You think wearing Madonna Tee-Shirt makes your bones, Meyers? Not on my watch. Not even on your stupidly-expensive watch. You wanna impress us?

You go Full Bobby, or you got no balls, Meyers. Do it. You wanna. You know you wanna. You’re dying to do it, so do it. Release him. Release all of him. Go Full Bobby.

Only then, can you truly become New Bobby.

Sincerely,
ToTD, DDS

Plays Central Park About A Quarter To Nine

The rarest (and scariest) Billy of them all: Shirtless Billy.

OR

“Are we all playing red guitars, man? It’s gonna look like we planned it.”

“Ah, the dummies out there will hardly notice.”

“I’ve, uh, also got my shirt off.”

OR

The scariest (and rarest) of all possible Mickeys: Mustache Mickey.

OR

Picture courtesy of the great Jesse Jarnow, who wrote about this show (6/22/69) in his outstanding book Heads: A Biography of Psychedelic America, which you should buy and read. You can also listen to the afternoon’s offering via a two song SBD (which is crappy) or a full-ish show AUD (which is also crappy).

OR

Ramrod’s Little Orphan Annie afro is always so easy to pick out in a group shot.

OR

This is the Naumburg Bandshell in Central Park. Martin Luther King once gave a speech there, but did not play Dark Star. WINNER: Grateful Dead.

For The Enthusiasts Not On Twitter*

Josh Meyers has donned what is certainly a vintage tee-shirt–not a newly-printed replica like some disgusting poor person might buy–from Madonna’s 1987 Who’s That Girl tour.

(FUN FACT: In support of her third album, True Blue (which had Papa Don’t Preach, Open Your Heart, Live To Tell, the title track, AND La Isla fucking Bonita on it), Madonna’s tour lasted 38 shows and made her $25 million; the Dead played 86 shows in 1987, and made about the same. Plus, Madonna didn’t have to split the dough with five other guys. On the other hand, Madonna didn’t go on tour and earn $25 million in 1988, whereas the Dead did. On another hand, Madonna continues to perform as she didn’t die too young, and in a strange bed. On word to your mother hand, Madonna has gotten sad. On Dr. Joyce Brothers’ hand, all the great ones get sad. Remember Dick Cavett prompting Groucho through his old bits, and Groucho was just tired and sparse and gray? Madonna’s like that now, but with more environmentalism. Hands, man. Got a lotta hands involved here.)

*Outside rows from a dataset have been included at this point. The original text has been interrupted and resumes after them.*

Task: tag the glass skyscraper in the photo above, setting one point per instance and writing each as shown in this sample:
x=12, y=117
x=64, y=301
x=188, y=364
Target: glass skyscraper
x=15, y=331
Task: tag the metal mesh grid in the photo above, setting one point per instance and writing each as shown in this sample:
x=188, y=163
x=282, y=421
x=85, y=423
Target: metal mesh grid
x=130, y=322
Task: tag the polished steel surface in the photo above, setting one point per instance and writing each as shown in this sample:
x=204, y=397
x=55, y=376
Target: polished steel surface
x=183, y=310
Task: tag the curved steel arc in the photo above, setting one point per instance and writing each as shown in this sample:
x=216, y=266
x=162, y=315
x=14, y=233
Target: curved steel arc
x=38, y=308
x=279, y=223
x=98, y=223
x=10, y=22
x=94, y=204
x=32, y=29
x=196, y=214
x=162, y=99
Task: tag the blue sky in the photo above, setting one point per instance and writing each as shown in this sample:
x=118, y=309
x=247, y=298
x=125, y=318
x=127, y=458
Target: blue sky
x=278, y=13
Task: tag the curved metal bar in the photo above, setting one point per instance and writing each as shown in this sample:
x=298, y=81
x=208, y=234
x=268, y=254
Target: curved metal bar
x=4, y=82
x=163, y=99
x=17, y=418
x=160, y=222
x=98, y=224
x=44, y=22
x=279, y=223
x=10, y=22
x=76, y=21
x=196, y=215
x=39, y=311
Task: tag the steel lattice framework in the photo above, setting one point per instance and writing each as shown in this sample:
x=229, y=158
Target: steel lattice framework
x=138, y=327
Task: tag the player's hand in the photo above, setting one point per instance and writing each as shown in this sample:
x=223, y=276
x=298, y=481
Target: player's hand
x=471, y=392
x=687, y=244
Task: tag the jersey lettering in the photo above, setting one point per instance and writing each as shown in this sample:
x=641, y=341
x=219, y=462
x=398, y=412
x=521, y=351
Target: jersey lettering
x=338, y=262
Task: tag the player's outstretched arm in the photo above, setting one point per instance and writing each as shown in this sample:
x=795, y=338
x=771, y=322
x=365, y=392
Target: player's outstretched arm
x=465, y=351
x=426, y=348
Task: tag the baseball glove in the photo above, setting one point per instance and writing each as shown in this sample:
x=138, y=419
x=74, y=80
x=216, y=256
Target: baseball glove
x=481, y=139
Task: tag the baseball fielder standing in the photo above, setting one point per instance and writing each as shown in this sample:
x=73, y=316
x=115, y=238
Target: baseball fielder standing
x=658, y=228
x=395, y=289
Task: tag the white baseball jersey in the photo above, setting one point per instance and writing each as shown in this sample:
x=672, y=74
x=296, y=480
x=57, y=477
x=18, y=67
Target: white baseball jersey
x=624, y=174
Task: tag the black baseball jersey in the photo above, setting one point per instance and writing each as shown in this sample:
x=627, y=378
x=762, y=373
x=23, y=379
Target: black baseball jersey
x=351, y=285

That paragraph became incoherent.

Dude, you can’t hear me when I’m in parentheses. It’s an aside to the audience.

It’s not. 

I’m going back to my point, which is non-essential. At best, this piece of information is classified as “non-essential.” If you had to evacuate, you would leave this knowledge behind. Yet, here we are:

Josh is, of course, paying tribute to one of the most storied of all the Bobby Shirts, Madonna Tee-Shirt. Bobby wore this on 7/26/87 at Anaheim Stadium, along with his most famous shorts:

It was an iconic night for all of us.

Occupying the Pantheon along with Snake Tee-Shirt, Pink Polo, and others, Madonna Tee-Shirt instantly became a fan favorite, and by that I mean everyone made fun of Bobby and some people were angered. The word “faggy” was thrown about quite a bit, I’d imagine. Younger Enthusiast, remember that this was 1987, and irony hadn’t been invented yet. At least not wide-scale dissemination of it, and definitely not in shirt form. (That was my generation. We did that in the 90’s. We came up with the concept of wearing shirts with lame shit on them. That was Generation X. We did literally nothing else, but the shirt thing was ours.) Tee-shirt fronts were for sincerity. To wear the shirt of an unloved band was simply unthinkable. It was 1987, and there was no difference between one and one’s shirt.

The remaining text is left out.